# Is it cruel to divorce your partner because s/he is LD?



## brownmale (Apr 20, 2015)

Is it cruel to divorce your partner because s/he is LD?

If so, what are the options? From most-fair to least?


----------



## Married but Happy (Aug 13, 2013)

I don't see it as cruel. Certainly no crueler than it is to be unhappy and frustrated by lack of sexual intimacy. You are both freed to find someone more compatible. Yes, they may be happy as all their needs may be met in the relationship, but would they prefer not to have to find excuses to turn down sex? And how can they be happy knowing their lack of interest is making their spouse unhappy, unless they are clueless or selfish? If they don't care, it's not cruel to leave them - it's simply pragmatic.


----------



## snerg (Apr 10, 2013)

you're not divorcing because he/she is LD

You would be divorcing because the LD spouse is not participating in a sexual relationship with you.

The withholding of sex is the cruel part. Sex is a wanted and necessary part of any marriage. Most (if not all) religions speak about the importance and the need for sex in marriage 

The divorcing would be a consequence of withholding sex.


----------



## SecondTime'Round (Jan 15, 2015)

Dude, you need to stick with just one thread. All of these multiple threads about the same exact issue are getting to be a bit ridiculous.


----------



## ScrambledEggs (Jan 14, 2014)

Lila said:


> :iagree:
> 
> 
> 
> ...


If you keep asking the same question, eventually you will get the answer you want.


----------



## Kristisha (Apr 29, 2013)

brownmale said:


> Is it cruel to divorce your partner because s/he is LD?
> 
> If so, what are the options? From most-fair to least?


It would be far more cruelest for you to stay if you know that your needs will not be met with your spouse


----------



## badsanta (Oct 13, 2014)

Hi Brownmale, 

Two rabbits are being chased by wild dogs but they manage for a while to outrun them.

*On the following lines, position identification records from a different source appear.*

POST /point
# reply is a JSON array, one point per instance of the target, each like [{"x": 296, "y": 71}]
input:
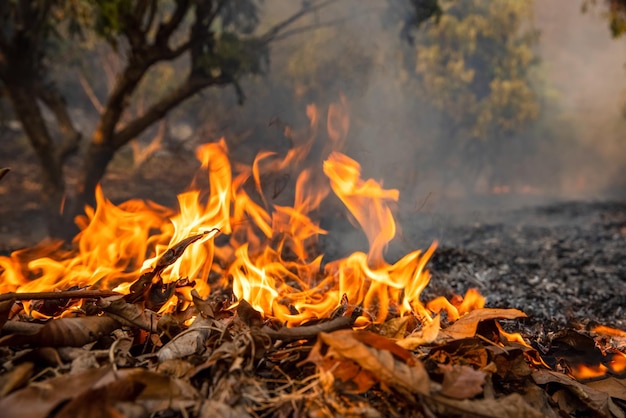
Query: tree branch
[
  {"x": 167, "y": 28},
  {"x": 71, "y": 137},
  {"x": 186, "y": 89},
  {"x": 276, "y": 29}
]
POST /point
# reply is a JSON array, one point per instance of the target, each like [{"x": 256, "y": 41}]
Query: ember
[{"x": 215, "y": 308}]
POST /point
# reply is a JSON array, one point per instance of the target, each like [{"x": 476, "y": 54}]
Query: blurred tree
[
  {"x": 216, "y": 36},
  {"x": 615, "y": 13},
  {"x": 473, "y": 64}
]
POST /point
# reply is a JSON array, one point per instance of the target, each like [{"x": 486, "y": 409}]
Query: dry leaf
[
  {"x": 511, "y": 406},
  {"x": 461, "y": 382},
  {"x": 132, "y": 314},
  {"x": 188, "y": 342},
  {"x": 465, "y": 327},
  {"x": 15, "y": 378},
  {"x": 38, "y": 400},
  {"x": 594, "y": 399},
  {"x": 66, "y": 332},
  {"x": 380, "y": 357},
  {"x": 5, "y": 310},
  {"x": 4, "y": 171},
  {"x": 100, "y": 402},
  {"x": 616, "y": 388},
  {"x": 394, "y": 328},
  {"x": 426, "y": 335}
]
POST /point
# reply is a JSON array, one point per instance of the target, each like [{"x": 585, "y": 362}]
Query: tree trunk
[
  {"x": 95, "y": 163},
  {"x": 53, "y": 186}
]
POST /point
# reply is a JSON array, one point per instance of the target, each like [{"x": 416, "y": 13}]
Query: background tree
[
  {"x": 473, "y": 65},
  {"x": 217, "y": 38}
]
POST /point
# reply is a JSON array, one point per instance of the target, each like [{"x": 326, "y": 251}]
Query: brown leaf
[
  {"x": 394, "y": 328},
  {"x": 461, "y": 382},
  {"x": 5, "y": 310},
  {"x": 250, "y": 316},
  {"x": 387, "y": 362},
  {"x": 15, "y": 378},
  {"x": 615, "y": 387},
  {"x": 132, "y": 314},
  {"x": 64, "y": 332},
  {"x": 426, "y": 335},
  {"x": 188, "y": 342},
  {"x": 100, "y": 402},
  {"x": 465, "y": 327},
  {"x": 203, "y": 306},
  {"x": 594, "y": 399},
  {"x": 37, "y": 401},
  {"x": 3, "y": 172},
  {"x": 511, "y": 406}
]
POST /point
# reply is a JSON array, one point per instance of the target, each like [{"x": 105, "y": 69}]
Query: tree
[
  {"x": 473, "y": 65},
  {"x": 217, "y": 38}
]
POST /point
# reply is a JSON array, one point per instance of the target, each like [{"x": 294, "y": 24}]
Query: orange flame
[{"x": 270, "y": 257}]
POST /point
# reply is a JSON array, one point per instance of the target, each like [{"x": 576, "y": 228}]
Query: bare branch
[
  {"x": 97, "y": 104},
  {"x": 186, "y": 89},
  {"x": 56, "y": 104},
  {"x": 276, "y": 29},
  {"x": 166, "y": 29}
]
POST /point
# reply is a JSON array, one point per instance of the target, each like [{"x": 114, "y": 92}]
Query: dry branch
[
  {"x": 70, "y": 294},
  {"x": 307, "y": 332}
]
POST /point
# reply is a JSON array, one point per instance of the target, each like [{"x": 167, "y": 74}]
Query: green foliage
[{"x": 474, "y": 65}]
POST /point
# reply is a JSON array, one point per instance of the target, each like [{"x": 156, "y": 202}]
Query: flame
[{"x": 268, "y": 254}]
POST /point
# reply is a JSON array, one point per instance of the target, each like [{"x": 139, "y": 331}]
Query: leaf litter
[{"x": 118, "y": 356}]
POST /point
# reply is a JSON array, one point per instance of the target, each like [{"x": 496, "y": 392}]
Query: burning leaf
[
  {"x": 461, "y": 381},
  {"x": 511, "y": 406},
  {"x": 131, "y": 314},
  {"x": 465, "y": 327},
  {"x": 5, "y": 310},
  {"x": 37, "y": 400},
  {"x": 616, "y": 388},
  {"x": 64, "y": 332},
  {"x": 3, "y": 172},
  {"x": 174, "y": 253},
  {"x": 250, "y": 316},
  {"x": 100, "y": 402},
  {"x": 599, "y": 402},
  {"x": 426, "y": 335},
  {"x": 188, "y": 342},
  {"x": 395, "y": 328},
  {"x": 380, "y": 357},
  {"x": 16, "y": 378}
]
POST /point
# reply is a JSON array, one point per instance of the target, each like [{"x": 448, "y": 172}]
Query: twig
[
  {"x": 303, "y": 333},
  {"x": 70, "y": 294}
]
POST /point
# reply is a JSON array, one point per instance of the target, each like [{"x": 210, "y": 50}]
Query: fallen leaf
[
  {"x": 461, "y": 382},
  {"x": 426, "y": 335},
  {"x": 16, "y": 378},
  {"x": 616, "y": 388},
  {"x": 465, "y": 327},
  {"x": 394, "y": 328},
  {"x": 38, "y": 400},
  {"x": 100, "y": 402},
  {"x": 4, "y": 171},
  {"x": 511, "y": 406},
  {"x": 5, "y": 310},
  {"x": 594, "y": 399},
  {"x": 132, "y": 314},
  {"x": 188, "y": 342},
  {"x": 388, "y": 363},
  {"x": 64, "y": 332}
]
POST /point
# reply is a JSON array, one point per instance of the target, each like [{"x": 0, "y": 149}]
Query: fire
[{"x": 267, "y": 253}]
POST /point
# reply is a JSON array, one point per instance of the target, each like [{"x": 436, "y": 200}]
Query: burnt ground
[{"x": 560, "y": 262}]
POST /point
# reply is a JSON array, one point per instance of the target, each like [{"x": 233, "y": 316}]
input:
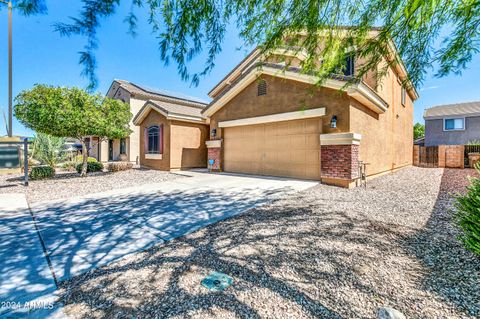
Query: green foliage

One rabbit looks at the other and mentioned the fact that they are able to multiply so fast that if they can outrun the wolves for just a moment longer, that soon the rabbits will actually have the dogs surrounded. Unfortunately the two rabbits were brothers, and they were soon captured and eaten by the dogs. 

Now sit back and think about that for a moment and ask yourself what the moral of that story might be? ... 

_Even under extraordinary circumstances when all else looks hopeless, you still have to have hope!_








Badsanta


----------



## techmom (Oct 22, 2012)

Lila said:


> :iagree:
> 
> 
> 
> ...


Well I'll be damned....


----------



## Young at Heart (Jan 6, 2015)

brownmale said:


> Is it cruel to divorce your partner because s/he is LD?
> 
> If so, what are the options? From most-fair to least?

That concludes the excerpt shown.